A negative control of PCR mix? What PCR mix was utilised and a negative control should have also utilised the elucidation agent ie. A buffer or sterile water when you extracted your DNA.
P6 L 30 why did you not use the same concentrations you used for the crabs for the fish controls?
P8 L 61 reference at the end of the sentence to support your statement
Check throughout for changes in font as there appears to be size error in latter end of methods
P8 L74 and 45 reference at the end of these two sentences
P8 L 80 the variation you find in your extracted DNA highlight the issues relating to the methods utilised and the importance in standardising your work using ng over ul
P10 L 16 please put statistics here in text to back up ‘not statistically different’
the findings are important however there are some major issues with the methods utilised see above section
Despite these slight issues I have with methodology, I would recommend publication of this study, however a more detailed study addressing the issues raised above may be more valid in the future.
The article reports findings of an PCR inhibitor located in the crab foregut. It thoroughly shows its localised presence and its removal by midgut extracts.
The background is well described and discussed.
There are a few minor comments:
1. Please use consistent spelling of the ribosomal RNA genes, the "s" should either be capitalised throughout the manuscript or not.
2. Line 52
Instead of "serendipitous" "incidental" might better represent the meaning of the sentence.
3. Line 74 "The" should not be capitalised
4. e.g. Line 140
What is meant by "full strength" extracts? Undiluted?
5. e.g. Line 160
font size should be consistent.
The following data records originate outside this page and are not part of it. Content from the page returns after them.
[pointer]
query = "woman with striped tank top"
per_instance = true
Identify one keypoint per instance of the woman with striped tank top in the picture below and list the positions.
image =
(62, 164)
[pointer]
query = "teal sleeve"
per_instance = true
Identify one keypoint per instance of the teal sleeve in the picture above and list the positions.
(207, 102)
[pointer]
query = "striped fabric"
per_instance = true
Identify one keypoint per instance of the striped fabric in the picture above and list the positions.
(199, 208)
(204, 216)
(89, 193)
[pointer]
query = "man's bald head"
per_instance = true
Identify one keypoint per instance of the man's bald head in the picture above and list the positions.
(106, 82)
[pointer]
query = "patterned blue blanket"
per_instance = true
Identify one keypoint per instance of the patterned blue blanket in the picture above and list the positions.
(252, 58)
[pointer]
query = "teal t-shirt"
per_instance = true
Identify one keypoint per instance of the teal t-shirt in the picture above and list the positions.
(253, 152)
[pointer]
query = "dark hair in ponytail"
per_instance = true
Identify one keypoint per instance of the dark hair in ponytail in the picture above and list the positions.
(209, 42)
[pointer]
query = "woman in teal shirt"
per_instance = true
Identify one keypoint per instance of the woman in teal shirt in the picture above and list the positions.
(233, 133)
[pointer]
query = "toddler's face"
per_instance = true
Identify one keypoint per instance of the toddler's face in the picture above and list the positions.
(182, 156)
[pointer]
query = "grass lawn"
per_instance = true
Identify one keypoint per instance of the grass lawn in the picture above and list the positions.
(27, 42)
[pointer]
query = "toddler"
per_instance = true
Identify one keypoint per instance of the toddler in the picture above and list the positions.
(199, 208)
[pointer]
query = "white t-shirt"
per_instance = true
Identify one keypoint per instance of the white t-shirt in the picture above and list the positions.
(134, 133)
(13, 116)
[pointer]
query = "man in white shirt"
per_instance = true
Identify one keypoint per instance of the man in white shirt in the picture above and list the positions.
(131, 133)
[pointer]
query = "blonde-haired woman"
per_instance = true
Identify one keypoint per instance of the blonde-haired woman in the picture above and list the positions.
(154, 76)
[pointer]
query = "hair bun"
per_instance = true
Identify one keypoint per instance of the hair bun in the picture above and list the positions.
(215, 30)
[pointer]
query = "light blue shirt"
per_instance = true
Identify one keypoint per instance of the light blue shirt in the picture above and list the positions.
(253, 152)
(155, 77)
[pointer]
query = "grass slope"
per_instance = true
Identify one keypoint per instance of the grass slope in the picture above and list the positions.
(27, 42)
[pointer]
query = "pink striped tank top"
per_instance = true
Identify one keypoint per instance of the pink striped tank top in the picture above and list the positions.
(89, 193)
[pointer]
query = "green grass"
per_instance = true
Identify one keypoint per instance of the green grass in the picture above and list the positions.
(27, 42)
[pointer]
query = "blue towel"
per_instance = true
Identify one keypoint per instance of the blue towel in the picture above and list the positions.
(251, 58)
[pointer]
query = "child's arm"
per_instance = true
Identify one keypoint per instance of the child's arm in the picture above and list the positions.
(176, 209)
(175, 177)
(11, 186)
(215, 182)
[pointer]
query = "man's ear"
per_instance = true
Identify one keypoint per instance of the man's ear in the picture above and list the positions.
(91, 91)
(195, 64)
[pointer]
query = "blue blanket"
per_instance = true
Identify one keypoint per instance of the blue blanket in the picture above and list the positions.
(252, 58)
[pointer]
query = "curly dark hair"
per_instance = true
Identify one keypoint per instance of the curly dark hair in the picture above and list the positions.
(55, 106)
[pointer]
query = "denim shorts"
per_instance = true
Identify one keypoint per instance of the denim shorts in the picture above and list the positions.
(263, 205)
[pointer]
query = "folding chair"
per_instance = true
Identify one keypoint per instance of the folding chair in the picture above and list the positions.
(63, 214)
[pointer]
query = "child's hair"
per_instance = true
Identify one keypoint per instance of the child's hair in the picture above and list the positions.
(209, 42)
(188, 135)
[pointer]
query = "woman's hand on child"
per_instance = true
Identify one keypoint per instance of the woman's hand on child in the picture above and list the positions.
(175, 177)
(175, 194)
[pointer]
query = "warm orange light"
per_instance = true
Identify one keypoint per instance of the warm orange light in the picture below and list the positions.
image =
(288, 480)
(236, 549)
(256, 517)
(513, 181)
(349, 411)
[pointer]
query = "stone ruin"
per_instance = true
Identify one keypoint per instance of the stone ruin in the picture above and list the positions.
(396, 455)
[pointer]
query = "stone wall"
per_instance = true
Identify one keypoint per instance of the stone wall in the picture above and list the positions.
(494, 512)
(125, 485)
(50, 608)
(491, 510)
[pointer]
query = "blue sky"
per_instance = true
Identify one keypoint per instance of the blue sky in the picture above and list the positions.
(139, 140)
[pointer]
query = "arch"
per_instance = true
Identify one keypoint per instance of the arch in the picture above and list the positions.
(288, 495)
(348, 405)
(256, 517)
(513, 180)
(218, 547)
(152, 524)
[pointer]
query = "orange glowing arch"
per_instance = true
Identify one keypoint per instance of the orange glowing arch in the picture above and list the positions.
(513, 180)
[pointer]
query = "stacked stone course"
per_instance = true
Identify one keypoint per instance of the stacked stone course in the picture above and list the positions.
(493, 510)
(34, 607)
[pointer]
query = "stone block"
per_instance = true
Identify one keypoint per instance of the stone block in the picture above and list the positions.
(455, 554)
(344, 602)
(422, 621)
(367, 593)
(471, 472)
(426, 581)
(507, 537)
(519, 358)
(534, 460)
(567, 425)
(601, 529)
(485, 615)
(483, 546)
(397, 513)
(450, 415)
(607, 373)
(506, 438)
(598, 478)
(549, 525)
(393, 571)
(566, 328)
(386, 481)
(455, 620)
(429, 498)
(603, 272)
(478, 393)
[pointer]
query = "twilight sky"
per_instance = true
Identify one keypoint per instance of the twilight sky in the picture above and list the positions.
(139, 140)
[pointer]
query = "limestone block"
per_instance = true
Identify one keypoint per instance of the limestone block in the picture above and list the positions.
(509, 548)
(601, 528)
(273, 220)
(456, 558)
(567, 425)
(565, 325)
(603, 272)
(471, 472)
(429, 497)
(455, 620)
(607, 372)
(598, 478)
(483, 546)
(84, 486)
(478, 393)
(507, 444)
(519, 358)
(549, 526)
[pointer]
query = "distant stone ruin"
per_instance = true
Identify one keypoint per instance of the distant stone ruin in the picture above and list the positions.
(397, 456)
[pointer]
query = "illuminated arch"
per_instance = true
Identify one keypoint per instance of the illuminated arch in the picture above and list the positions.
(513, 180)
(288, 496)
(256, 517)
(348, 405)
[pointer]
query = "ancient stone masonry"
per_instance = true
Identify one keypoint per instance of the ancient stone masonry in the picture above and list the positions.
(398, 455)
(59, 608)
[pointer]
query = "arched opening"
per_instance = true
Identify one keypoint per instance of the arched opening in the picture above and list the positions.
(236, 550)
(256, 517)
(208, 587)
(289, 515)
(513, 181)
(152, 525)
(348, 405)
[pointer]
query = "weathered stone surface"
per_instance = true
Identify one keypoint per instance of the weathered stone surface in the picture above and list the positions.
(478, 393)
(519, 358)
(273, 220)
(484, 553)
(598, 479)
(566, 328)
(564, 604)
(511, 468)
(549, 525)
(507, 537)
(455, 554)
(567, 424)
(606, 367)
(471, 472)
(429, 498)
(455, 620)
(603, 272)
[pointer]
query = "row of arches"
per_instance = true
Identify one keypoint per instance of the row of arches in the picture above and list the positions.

A few sentences and references have a smaller font size.
5. Line 300/301
a "to" is missing (known to)
The visibility of bands should be increased if possible. The bands are in particular faint in comparison to the other gel pictures.
A table in the method section could clarify the different approaches.
1. Line 83:
It is unclear to the reader why some body parts were extracted from 6 or from 3 crabs. This contradicts the supplementary table showing the extraction of all body parts from 6 crabs. If body parts from 6 crabs were extracted, how were the respective extracts chosen for experiments in which only 3 extracts are presented? By DNA concentration?
2. e.g. Line 100
when "extract" is used, does it always refer to DNA extract? If yes, it would be useful to add this information.
3. Line 150
Why was an incubation temperature of 42°C chosen? Does that realistically represent the gut temperature of the crab in its natural habitat?
The 28S primers seem very unspecific. A better designed primer might yield more specific bands.
The use of Proteinase K is not well described in the methods. Please provide information to which set of PCRs it was added. The mentioning of Proteinase K is also missing in the legend of Figure 3, it only comes up in the discussion, where the reader is referred to the methods and to Figure 3.
Please provide PCR conditions to allow reproducibility of experiments.
Was there a negative extraction performed? Considering the very low amounts of DNA extracted from some body parts it would be very interesting what "concentration" a negative extraction might yield.
E.g. Line 178 states a minimum of DNA of 0.003 ng/µl was extracted, which might mean DNA extraction of this particular sample was unsuccessful.
The authors provide a rigorous assessment of PCR inhibitory effects of the foregut extract. With additional clarifications this manuscript will provide an interesting addition to the literature.